Crypto threat researcher Vladimir S. suggested that the outcome may have been the result of a “governance attack,” in which a prominent user manipulated the voting process. The alleged orchestrator, a whale from the UMA Protocol, reportedly used 5 million tokens across three accounts, making up 25% of the total votes, to influence the oracle’s decision and secure an unfair profit.

Polymarket, which relies on UMA Protocol’s blockchain oracles to verify real-world events and settle market outcomes, has pledged to prevent such incidents in the future. According to platform data, the market amassed over $7 million in trading volume before being settled on 25 March.

SEC to Host Four More Crypto Roundtables

The US Securities and Exchange Commission (SEC) has announced plans for four additional roundtables focusing on key aspects of cryptocurrency regulation, following its first roundtable on 21 March.

Organised by the SEC’s Crypto Task Force, the discussions will address crypto trading, custody, tokenisation, and decentralised finance (DeFi).

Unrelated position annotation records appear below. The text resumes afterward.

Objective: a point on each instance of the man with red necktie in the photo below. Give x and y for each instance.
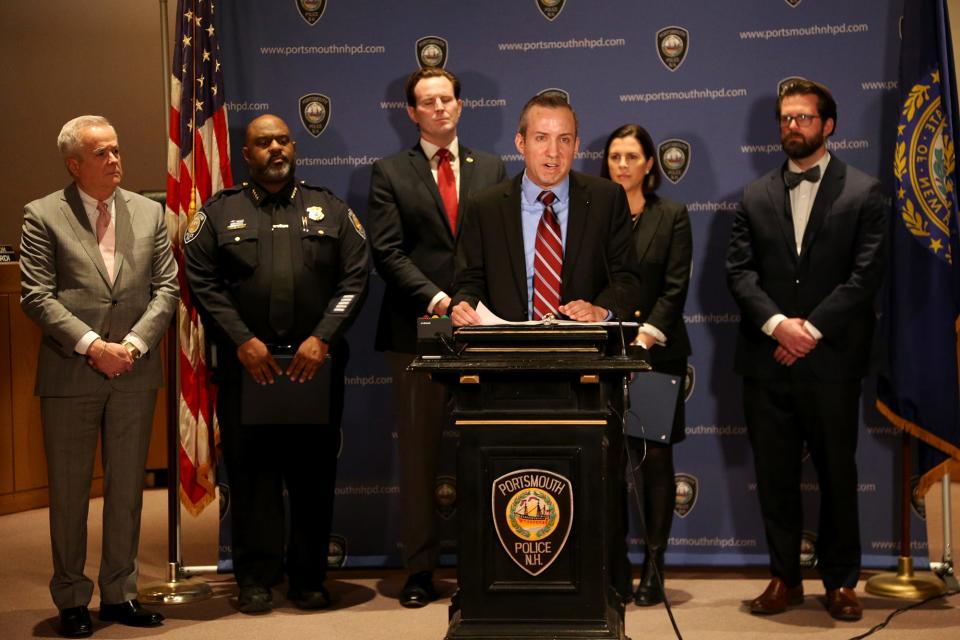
(414, 215)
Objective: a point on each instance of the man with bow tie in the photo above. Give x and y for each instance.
(806, 258)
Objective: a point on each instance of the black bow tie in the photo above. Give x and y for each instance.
(793, 178)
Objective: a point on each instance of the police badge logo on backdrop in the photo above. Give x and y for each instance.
(672, 46)
(532, 511)
(550, 8)
(432, 52)
(315, 113)
(687, 491)
(311, 10)
(674, 157)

The first session, scheduled for 11 April, will focus on adapting regulations for crypto trading, followed by a session on custody on 25 April. Tokenisation and the process of moving assets on-chain will be discussed on 12 May, while the final roundtable on 6 June will centre on DeFi.

SEC Commissioner Hester Peirce, who leads the task force, described the roundtables as an opportunity for experts to engage in discussions on the regulatory challenges within the crypto space. Specific agendas and speakers for each session have yet to be disclosed.

Ripple and SEC Reach Final Agreement After Four-Year Battle

Ripple Labs and the SEC appear to have reached the final stage of their lengthy legal dispute, with a settlement expected to be officially concluded pending court approval.

In a statement posted on 25 March, Ripple’s Chief Legal Officer, Stuart Alderoty, announced that the blockchain company would drop its cross-appeal against the SEC in the US Court of Appeals for the Second Circuit. The move follows an August 2024 ruling from the US District Court for the Southern District of New York (SDNY), which found Ripple liable for a $125 million penalty.

However, under the latest agreement, the SEC will retain only $50 million of the amount, with the remaining balance being refunded to Ripple. The regulatory agency has also agreed to request the court to lift an injunction that was previously imposed at its request.

Source: Stuart Alderoty
Source: Stuart Alderoty

Alderoty’s announcement follows Ripple CEO Brad Garlinghouse’s recent statement that the SEC would withdraw its appeal over the August ruling. At the time of publication, neither the SEC nor Ripple had made any additional court filings since January.

In an earlier statement, Alderoty suggested that both parties dropping their respective appeal and cross-appeal would allow the SDNY court’s original $125-million judgment to remain intact. However, Ripple and the SEC could jointly approach SDNY Judge Analisa Torres to seek modifications to the judgment before finalisation.